Looming over West Kentucky is the sequestration bomb of instant food industry employment cuts and factory closings.

According to Graves County Growth Alliance’s website, the Pilgrim’s Pride plant in Hickory is one of the most cost efficient in the US. The plant employs 1,500 workers in the factory. Between 500 and 1,000 workers rely on the plant indirectly through local farms and suppliers.

Graves County will take a direct hit if sequestration, if the across the board cuts in federal spending, known as “sequestration” go into effect.

Come March 1, 2013, these jobs may be cut due to the lack of a federal meat inspector.

America’s food safety and inspection system will become seriously impaired if full cuts to the USDA are carried out.

The Department of Agriculture (USDA) has warned that the sequester cuts would force furloughs of up to 15 days for employees of the Food Safety and Inspection Service (FSIS), which is charged with inspecting meat, poultry and eggs.

Without on-site inspectors at roughly 6,290 plants nationwide, some food producers would be forced to cease operations. USDA estimates that could cost more than $10 billion in production losses and $400 million in lost wages for workers.

Food production in West Kentucky could take a direct hit if inspectors are furloughed. West Kentucky is home to major suppliers of basic food supply. Chicken barns, chicken processing meat factories, hog farms, and fish farming operations are all located in Western Kentucky. For example, Hickman County has roughly 200 chicken barns, holding up to 5,000 chickens.

Commercial hog farms in Carlisle, Graves, Hickman and other West Kentucky counties will be affected by sequestration. Each of these operations holds as many as 5,000 hogs.

Some meat industry groups have argued that the government is using the threat of furloughing inspectors as political leverage in an eleventh-hour showdown between the White House and congressional Republicans.

“We do think that they have options to prevent the furlough of inspectors,” said Janet Riley, a spokeswoman for the American Meat Institute. No inspections would result in work stoppages at the plants — leading to a decrease in the meat supply and then increases in prices” according to Riley.
 
But Agriculture Secretary Tom Vilsack told the group the Department has no other option.
 
“Unfortunately, unless Congress acts to prevent sequestration, FSIS will have no choice but to furlough its employees in order to stay within the budget Congress has given it,” Vilsack wrote in a letter to the group on Feb. 12.
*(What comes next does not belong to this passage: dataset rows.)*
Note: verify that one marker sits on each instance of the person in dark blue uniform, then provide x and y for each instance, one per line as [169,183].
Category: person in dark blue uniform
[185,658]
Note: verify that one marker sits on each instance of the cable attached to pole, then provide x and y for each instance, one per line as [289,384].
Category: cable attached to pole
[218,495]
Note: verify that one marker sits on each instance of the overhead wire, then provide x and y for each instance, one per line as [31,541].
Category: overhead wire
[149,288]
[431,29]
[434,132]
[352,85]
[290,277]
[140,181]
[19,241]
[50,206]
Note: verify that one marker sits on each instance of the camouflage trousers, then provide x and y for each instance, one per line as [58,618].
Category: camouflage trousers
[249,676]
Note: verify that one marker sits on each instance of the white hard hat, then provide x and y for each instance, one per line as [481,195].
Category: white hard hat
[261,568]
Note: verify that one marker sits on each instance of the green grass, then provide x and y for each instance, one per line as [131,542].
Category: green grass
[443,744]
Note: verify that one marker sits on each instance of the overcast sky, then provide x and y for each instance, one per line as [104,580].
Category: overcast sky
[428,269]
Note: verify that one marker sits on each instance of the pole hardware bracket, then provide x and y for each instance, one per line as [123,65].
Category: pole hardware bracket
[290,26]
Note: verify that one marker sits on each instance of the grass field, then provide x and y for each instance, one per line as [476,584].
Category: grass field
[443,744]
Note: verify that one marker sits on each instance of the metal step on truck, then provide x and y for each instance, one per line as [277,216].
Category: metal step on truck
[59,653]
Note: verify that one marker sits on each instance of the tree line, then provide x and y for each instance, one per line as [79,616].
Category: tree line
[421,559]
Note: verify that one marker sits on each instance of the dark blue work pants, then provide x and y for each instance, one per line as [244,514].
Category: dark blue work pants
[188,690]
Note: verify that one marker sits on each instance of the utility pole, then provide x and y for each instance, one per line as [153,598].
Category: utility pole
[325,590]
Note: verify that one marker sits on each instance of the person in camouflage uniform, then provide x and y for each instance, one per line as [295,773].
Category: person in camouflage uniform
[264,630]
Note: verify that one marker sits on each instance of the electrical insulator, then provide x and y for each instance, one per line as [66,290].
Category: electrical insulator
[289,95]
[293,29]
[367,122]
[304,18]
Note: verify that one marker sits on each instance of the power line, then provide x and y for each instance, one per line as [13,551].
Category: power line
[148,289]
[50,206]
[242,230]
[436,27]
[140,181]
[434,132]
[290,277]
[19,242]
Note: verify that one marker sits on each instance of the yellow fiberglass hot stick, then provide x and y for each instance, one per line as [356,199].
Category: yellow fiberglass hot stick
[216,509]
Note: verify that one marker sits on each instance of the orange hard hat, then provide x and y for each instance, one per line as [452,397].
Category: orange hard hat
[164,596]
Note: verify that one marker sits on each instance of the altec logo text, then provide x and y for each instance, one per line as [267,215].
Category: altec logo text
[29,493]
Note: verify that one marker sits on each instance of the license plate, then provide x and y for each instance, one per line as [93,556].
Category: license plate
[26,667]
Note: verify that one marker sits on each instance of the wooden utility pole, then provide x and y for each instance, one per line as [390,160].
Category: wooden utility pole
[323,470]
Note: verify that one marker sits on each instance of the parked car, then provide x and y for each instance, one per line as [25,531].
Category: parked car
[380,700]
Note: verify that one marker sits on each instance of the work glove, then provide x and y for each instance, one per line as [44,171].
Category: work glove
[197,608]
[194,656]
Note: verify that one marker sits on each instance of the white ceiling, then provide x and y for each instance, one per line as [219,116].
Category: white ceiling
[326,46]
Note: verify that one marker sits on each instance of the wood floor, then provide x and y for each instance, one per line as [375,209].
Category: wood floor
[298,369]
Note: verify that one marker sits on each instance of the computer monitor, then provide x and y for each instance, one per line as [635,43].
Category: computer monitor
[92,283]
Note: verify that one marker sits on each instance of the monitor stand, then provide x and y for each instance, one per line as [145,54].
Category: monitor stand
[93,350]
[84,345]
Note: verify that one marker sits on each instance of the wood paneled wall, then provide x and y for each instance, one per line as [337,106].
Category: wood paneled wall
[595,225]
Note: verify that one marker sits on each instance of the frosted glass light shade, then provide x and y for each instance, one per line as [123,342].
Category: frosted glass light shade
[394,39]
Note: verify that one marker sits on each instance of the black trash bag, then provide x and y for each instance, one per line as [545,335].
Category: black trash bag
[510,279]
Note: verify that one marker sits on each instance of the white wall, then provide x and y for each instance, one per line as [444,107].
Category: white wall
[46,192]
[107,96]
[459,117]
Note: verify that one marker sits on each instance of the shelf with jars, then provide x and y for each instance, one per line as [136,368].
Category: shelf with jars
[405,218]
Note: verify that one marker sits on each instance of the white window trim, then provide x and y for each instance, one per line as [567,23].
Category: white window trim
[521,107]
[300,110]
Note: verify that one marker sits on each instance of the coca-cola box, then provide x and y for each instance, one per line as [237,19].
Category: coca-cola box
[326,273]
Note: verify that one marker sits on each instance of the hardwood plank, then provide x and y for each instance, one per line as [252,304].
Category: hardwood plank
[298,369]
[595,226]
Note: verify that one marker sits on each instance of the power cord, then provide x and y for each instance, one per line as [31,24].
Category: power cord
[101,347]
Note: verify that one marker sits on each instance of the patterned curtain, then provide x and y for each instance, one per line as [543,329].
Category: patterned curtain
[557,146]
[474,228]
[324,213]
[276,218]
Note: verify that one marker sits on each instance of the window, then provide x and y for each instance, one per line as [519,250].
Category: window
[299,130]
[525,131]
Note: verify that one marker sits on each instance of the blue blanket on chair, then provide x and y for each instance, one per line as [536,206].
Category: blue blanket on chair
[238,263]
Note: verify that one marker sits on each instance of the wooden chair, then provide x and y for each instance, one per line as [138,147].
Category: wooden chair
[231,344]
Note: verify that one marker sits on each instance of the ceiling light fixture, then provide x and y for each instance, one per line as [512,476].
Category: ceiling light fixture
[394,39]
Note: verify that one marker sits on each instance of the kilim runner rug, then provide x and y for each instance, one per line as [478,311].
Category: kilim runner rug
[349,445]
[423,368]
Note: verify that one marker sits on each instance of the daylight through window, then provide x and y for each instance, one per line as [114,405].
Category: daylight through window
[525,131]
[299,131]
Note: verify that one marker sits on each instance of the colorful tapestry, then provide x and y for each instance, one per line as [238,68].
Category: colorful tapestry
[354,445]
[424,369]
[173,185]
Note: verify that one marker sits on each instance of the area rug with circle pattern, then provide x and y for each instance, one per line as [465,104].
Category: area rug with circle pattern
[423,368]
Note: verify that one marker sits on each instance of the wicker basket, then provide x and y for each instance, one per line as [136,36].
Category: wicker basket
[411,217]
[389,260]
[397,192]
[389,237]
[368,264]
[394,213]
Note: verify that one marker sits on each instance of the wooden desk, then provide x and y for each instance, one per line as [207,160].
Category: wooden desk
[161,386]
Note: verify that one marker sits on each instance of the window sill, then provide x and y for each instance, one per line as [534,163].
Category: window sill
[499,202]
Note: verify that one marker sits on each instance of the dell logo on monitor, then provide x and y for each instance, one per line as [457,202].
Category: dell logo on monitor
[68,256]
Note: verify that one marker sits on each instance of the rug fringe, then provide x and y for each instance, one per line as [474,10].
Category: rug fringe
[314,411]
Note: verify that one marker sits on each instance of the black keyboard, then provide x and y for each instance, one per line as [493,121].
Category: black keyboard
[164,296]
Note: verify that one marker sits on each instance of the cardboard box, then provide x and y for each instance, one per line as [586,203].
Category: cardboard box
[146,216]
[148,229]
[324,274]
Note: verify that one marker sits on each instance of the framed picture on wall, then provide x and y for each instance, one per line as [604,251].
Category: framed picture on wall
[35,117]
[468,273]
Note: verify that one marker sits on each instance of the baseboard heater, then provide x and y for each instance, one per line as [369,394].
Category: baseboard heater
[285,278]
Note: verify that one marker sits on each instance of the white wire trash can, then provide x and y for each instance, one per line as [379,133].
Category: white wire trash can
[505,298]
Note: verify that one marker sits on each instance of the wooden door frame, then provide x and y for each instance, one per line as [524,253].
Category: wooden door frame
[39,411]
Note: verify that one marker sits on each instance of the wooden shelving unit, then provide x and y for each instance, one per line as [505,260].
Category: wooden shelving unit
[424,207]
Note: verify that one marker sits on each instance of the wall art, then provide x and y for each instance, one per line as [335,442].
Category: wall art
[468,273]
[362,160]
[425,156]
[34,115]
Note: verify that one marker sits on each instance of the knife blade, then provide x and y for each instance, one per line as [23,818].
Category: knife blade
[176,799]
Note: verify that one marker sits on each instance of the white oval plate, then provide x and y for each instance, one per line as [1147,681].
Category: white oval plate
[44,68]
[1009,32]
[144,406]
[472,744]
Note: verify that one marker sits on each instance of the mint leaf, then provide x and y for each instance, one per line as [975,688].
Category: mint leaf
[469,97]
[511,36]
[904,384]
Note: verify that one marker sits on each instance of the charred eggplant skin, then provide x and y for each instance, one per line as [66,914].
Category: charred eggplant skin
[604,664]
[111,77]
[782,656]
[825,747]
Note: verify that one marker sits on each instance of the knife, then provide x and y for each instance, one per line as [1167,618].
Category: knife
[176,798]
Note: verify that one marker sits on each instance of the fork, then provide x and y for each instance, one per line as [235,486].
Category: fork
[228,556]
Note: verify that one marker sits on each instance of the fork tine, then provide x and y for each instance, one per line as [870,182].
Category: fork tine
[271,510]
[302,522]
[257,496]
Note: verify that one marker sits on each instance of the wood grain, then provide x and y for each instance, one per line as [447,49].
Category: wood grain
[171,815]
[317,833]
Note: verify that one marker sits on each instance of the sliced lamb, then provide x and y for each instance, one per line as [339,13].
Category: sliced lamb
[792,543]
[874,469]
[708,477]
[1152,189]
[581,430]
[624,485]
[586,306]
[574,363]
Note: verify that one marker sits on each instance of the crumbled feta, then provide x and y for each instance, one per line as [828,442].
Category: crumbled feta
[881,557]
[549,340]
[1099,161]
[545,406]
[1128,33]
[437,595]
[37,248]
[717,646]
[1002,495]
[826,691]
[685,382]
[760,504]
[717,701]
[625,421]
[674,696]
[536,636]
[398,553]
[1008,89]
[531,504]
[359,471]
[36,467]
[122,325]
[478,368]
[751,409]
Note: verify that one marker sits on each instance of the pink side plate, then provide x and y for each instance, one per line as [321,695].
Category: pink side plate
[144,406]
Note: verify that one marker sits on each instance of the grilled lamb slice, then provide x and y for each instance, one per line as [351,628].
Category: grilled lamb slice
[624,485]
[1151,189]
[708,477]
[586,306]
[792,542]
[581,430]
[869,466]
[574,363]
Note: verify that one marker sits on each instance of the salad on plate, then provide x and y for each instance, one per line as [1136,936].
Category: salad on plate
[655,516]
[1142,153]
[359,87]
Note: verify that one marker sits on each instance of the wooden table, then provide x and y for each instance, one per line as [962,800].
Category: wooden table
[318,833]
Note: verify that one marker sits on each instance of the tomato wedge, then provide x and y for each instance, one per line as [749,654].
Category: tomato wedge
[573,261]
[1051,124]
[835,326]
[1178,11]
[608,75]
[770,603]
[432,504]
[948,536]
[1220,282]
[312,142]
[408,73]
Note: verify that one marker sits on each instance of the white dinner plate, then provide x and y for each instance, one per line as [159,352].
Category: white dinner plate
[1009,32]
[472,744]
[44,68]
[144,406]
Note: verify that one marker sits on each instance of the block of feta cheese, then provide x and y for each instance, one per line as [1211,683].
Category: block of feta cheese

Others are worried about furloughs for food inspectors and plan to escalate their lobbying if the sequester comes to be.

“If it does occur and the sequester does go through, we will be vocalizing and engaging a lot more than we have been,” said R.J. Karney, director of congressional relations for the American Farm Bureau Federation.

Other business groups have said it’s too early to know how the budget cuts would affect government services.